The following is a response to a blog post by a young delegate to GC2012 that was present when this decision was made.  See her post HERE.  I appreciate her take on this issue, and feel that as she is speaking from the point of view of a clergy spouse she fully understands the ramifications of today's decision.  Here is my reply to her post:

I appreciate that you “have hope and faith that these committees to evaluate the decisions to terminate appointed clergy will be effective.” Of course, as we have learned throughout history faith and hope in humanity can end in disappointment. Thus to ensure fairness in employment we have many civil laws which regulate employers so that employees will have a minimum compensation, equal opportunity in hiring, and the like. Because, as in many things based on the corporate world, it’s all about the bottom line and the profit margin. If they can get away with paying children $.50 an hour, they will.

The truth is that while there are many who feel doing away with guaranteed appointments will raise the bar as to clergy effectiveness, I fear it will have the same ramifications as the standardized testing in public schools. The teachers teach to the test. Extrapolating that to the clergy, the clergy will then feel a need to appear effective without actually being effective. Those who are ineffective understand how to do this. And the bar that will be set will be based on metrics which have proven to be problematic in the ability to measure the work of God.

In actuality there was already a system in place to do away with clergy who did not fulfill their covenant relationship including effectiveness in ministry. This was not something that was unavailable prior to this decision. There does not seem to be any recourse for churches who are ineffective regardless of the clergy placed there, and there is little done regarding laity who do not live up to the covenant of membership. Deacons and local pastors are not guaranteed an appointment but they were also not required to itinerate. This seemed to be the trade off, yet the itineracy was not addressed in this petition.

Until there is a standard for what ineffective means, it is subjective, and therefore, opens the door for discrimination based on a variety of things not the least of which is gender, race, theology, etc. As I female clergy I can tell you that gender discrimination is not a thing of the past as some would have you believe, and in other parts of our connection women are just now gaining some respect from their male colleagues. As I cannot speak from personal experience as to the minority issue, I will not. I fear that this decision will have unintended and far reaching repercussions that have not been considered, but I pray I am wrong.

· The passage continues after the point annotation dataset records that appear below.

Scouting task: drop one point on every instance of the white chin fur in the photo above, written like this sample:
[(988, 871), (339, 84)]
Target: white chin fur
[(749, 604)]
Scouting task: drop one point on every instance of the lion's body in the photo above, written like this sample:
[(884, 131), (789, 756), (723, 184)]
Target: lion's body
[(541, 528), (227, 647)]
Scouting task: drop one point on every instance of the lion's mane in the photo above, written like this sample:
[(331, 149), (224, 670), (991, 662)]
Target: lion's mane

I have heard from other clergy and laity who are concerned with this decision as there is no mutuality of accountability.  It seems that ineffective churches and laity, are not being held as accountable for the effectiveness of local church ministry as a pastor that is appointed there.  Further, the Bishops are not subject to this as once you are elected Bishop you are Bishop for life.  (Term limits for Bishops were also discussed and voted down at GC2012.)

With this decision as well as the lack of accountability for local churches and Bishops, I am concerned on the following points/questions?

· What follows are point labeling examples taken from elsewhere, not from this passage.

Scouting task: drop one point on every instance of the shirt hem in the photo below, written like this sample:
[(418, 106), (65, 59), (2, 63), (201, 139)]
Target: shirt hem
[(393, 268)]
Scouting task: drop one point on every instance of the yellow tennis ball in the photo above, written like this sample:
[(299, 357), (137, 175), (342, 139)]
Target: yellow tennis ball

1.  What about those areas of the connection (including the Central Conferences) in which gender equality as well as other discrimination is still an issue?

2.  What about church's who are not effective historically and, as some have pointed out are considered "clergy killers."  Will they be held to accountability as well?  Perhaps not being guaranteed an appointment of a clergy or even being closed for ineffectiveness.

3.  What are the standards for effectiveness?  How will this be measured?  Since there isn't a hard, firm standard it is still largely subjective, and that is a concern to me.

4.  If a Bishop has a large number of clergy not appointed due to ineffectiveness will that reflect on his or her episcopacy?

5.  If a clergy is deemed to be ineffective in one setting, are they free to seek appointment in another conference?  Or does this equate to a "defrocking?"

6.  Why was the avenue to remove clergy from the ministry currently available in the Book of Discipline not considered adequate for encouraging effectiveness in ministry?

Okay, these are a few thoughts/questions I have on this.  Perhaps you have answers or thoughts you would like to share on this.  Please let me know what you think about this issue.


Sonja Tobey said...

Here is a blog from someone else that has answers to many of my questions. Thanks to Amy Lippoldt


John L. Myers said...

This is all new to me. I have serious doubts about accurate methods of measurements of effectiveness for either the church or the minister, but forsee many invoking the name of Deity to support any particular position. The nature of the church, as I understand it, implies that it strives for achievement in areas where there are no metrics and to attempt to assess these areas is like explaining why a joke is funny.